Our studio supported the first Capcom Vancouver Game Jam and myself and the nine other participants could not be more proud of our results. The theme, elastic, was randomly selected after employees voted on ideas we had during a brainstorm. Elastic was a challenging theme that resulted in every team using Unreal's built-in physics to create gameplay. I had always abandoned physics for stricter position control via script, but learned a valuable lesson that I will apply to cameras in my next "Real Time Cameras in Unreal Editor 4" post.
My first approach was to re-parent the colliding party-goers to a new object, which I dubbed the Huggs Boson. I found a simple actor as a parent would not join them*, and eventually discovered an issue on the UE4 forums** that prevents physics constraints from being a viable solution, either, although they seemed ideal.
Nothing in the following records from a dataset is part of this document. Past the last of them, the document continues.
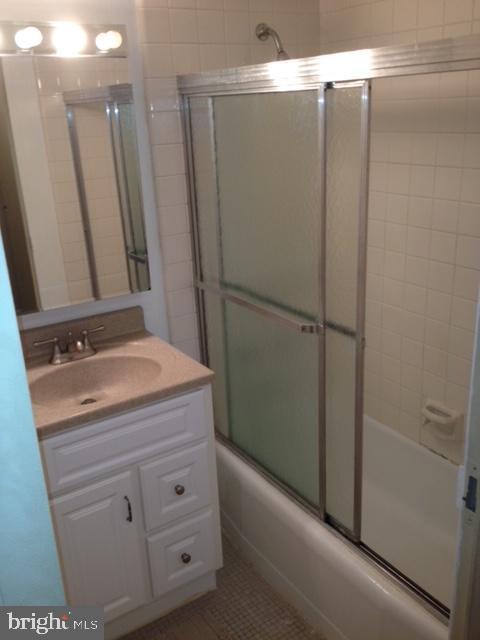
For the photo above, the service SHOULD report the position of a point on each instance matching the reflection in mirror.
(71, 209)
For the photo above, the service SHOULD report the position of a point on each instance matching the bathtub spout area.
(341, 593)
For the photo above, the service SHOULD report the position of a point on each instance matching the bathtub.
(337, 589)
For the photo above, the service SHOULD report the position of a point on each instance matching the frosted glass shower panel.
(273, 397)
(344, 151)
(268, 171)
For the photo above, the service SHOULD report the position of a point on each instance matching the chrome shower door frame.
(439, 56)
(288, 320)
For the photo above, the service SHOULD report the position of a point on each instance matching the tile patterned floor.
(244, 607)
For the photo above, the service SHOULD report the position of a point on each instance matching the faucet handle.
(87, 345)
(57, 356)
(40, 343)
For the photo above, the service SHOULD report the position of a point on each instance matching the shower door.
(257, 162)
(279, 213)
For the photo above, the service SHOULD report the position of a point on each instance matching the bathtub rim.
(407, 586)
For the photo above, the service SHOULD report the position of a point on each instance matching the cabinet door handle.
(129, 506)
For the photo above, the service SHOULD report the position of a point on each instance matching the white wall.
(424, 214)
(186, 36)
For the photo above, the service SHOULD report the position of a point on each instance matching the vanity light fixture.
(69, 39)
(28, 38)
(108, 40)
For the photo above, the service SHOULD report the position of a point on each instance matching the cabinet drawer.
(182, 553)
(175, 485)
(89, 451)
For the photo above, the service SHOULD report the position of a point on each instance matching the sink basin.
(94, 380)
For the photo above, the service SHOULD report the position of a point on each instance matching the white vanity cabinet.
(135, 508)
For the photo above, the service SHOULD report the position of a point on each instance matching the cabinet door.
(100, 543)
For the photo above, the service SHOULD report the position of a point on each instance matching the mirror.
(71, 213)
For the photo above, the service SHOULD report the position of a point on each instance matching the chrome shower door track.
(320, 73)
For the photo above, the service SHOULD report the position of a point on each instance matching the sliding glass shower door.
(279, 195)
(257, 162)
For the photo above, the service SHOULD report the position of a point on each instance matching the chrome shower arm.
(263, 32)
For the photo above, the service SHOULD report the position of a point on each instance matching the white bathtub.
(410, 516)
(336, 588)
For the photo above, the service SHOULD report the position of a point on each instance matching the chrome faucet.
(74, 349)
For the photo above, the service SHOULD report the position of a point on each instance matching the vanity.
(127, 442)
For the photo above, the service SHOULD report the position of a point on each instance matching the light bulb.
(69, 39)
(28, 38)
(108, 40)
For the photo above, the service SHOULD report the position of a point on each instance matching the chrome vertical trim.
(360, 319)
(82, 197)
(122, 190)
(322, 419)
(195, 237)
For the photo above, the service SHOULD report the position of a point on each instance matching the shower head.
(263, 32)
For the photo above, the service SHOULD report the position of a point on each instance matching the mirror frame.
(88, 12)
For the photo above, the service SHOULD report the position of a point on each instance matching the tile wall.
(423, 248)
(183, 36)
(353, 24)
(424, 211)
(55, 75)
(424, 214)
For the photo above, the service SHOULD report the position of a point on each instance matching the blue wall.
(29, 569)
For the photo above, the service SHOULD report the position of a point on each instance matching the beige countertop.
(156, 370)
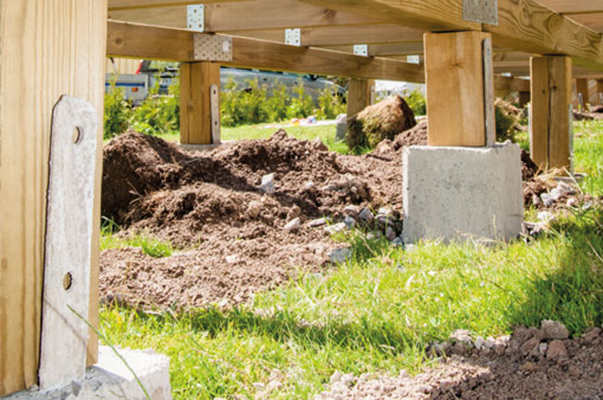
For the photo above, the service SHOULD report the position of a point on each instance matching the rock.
(254, 209)
(317, 223)
(390, 234)
(340, 256)
(268, 186)
(342, 127)
(593, 334)
(556, 350)
(293, 225)
(554, 330)
(336, 228)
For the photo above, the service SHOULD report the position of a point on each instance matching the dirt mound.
(384, 120)
(526, 367)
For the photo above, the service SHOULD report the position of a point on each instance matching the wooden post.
(550, 137)
(196, 80)
(600, 91)
(524, 98)
(454, 69)
(359, 95)
(583, 91)
(41, 59)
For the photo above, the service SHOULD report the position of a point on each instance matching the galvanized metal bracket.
(293, 37)
(214, 95)
(196, 17)
(68, 244)
(489, 93)
(482, 11)
(213, 48)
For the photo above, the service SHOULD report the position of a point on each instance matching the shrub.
(117, 111)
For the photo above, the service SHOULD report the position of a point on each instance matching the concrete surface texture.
(110, 379)
(462, 193)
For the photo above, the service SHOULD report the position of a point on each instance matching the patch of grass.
(378, 312)
(151, 246)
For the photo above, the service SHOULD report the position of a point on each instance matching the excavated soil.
(229, 233)
(573, 370)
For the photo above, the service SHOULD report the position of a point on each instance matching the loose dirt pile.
(533, 364)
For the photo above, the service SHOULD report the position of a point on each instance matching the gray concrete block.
(110, 379)
(456, 193)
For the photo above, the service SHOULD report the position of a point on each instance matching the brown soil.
(578, 374)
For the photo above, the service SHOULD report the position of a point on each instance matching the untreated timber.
(149, 42)
(524, 25)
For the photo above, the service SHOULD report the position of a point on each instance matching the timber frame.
(538, 47)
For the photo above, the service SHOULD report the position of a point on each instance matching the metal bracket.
(213, 48)
(293, 37)
(196, 17)
(482, 11)
(361, 50)
(214, 96)
(67, 248)
(489, 93)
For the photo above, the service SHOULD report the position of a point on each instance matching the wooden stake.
(359, 95)
(454, 68)
(550, 137)
(196, 80)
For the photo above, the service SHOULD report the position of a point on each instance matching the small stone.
(349, 222)
(366, 215)
(592, 334)
(527, 367)
(340, 256)
(556, 350)
(293, 225)
(336, 228)
(554, 330)
(317, 223)
(268, 184)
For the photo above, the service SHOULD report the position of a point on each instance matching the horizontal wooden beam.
(524, 25)
(250, 15)
(149, 42)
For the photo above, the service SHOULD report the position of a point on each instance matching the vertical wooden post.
(600, 91)
(583, 92)
(48, 48)
(550, 137)
(359, 95)
(456, 106)
(196, 80)
(524, 98)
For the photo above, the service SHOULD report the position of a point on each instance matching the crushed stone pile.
(531, 364)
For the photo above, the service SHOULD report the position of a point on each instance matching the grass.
(378, 312)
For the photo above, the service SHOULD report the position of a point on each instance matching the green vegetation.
(378, 312)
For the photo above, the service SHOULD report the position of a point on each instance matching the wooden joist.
(524, 25)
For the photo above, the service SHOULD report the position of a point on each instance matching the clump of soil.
(384, 120)
(528, 366)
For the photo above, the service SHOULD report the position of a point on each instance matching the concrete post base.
(111, 380)
(457, 193)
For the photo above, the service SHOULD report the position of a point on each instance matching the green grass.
(379, 311)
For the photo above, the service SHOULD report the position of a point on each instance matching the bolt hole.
(67, 281)
(77, 135)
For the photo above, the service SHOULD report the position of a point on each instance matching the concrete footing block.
(457, 193)
(110, 379)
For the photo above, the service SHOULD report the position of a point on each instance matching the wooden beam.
(454, 66)
(250, 15)
(196, 80)
(524, 25)
(155, 43)
(550, 112)
(41, 60)
(359, 95)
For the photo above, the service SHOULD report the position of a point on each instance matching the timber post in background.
(551, 122)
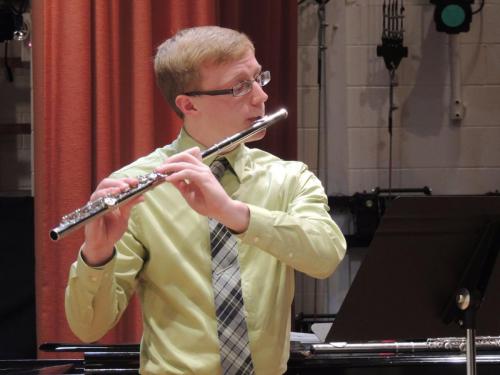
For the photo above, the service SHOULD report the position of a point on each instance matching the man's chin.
(257, 136)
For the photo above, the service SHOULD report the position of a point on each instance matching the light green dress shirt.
(165, 257)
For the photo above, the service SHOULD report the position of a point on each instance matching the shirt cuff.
(94, 276)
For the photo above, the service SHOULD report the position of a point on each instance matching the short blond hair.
(178, 60)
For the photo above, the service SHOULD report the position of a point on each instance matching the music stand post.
(425, 250)
(466, 301)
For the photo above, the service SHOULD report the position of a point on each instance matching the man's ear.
(185, 104)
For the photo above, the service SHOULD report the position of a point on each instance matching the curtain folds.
(96, 108)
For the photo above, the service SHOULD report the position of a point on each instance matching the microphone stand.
(392, 50)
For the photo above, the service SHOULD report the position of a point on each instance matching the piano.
(304, 360)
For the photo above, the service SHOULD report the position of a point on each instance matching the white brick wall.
(428, 148)
(426, 143)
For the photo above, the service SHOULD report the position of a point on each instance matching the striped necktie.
(226, 282)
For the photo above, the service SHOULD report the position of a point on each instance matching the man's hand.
(202, 191)
(102, 233)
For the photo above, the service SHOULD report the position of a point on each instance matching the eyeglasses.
(240, 89)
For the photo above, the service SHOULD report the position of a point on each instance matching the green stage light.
(452, 16)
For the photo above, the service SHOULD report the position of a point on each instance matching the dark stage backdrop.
(96, 108)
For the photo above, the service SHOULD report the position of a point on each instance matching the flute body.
(102, 205)
(432, 344)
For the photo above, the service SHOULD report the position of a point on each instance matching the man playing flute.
(211, 253)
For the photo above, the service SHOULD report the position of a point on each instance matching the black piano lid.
(412, 269)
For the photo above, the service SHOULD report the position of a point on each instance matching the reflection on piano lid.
(124, 359)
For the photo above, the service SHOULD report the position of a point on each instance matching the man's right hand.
(102, 233)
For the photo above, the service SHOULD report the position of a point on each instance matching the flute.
(432, 344)
(102, 205)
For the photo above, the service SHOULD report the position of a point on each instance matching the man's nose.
(258, 94)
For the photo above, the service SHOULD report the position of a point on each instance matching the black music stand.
(426, 252)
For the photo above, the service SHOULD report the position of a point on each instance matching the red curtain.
(96, 108)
Next, I tried deleting the original party-goers on collision with each other, spawning two dummy actors connected by a physics constraint and rotated by a Timeline, and then swapping in the party-goers again but this led to a spawning bug I could not resolve. Oliver, one of our engineering interns, found a pure physics solution while helping me investigate this problem late Saturday night. It turned out that applying velocity on each party-goer at a slight angle off the vector towards each other allowed us to achieve a better effect and eliminated the need for timelines or object deletion.
The moral of this story is that physics can provide simple solutions, and should be considered instead of Timelines whenever the latter requires collision management or deleting existing objects. More on how this applies to cameras later!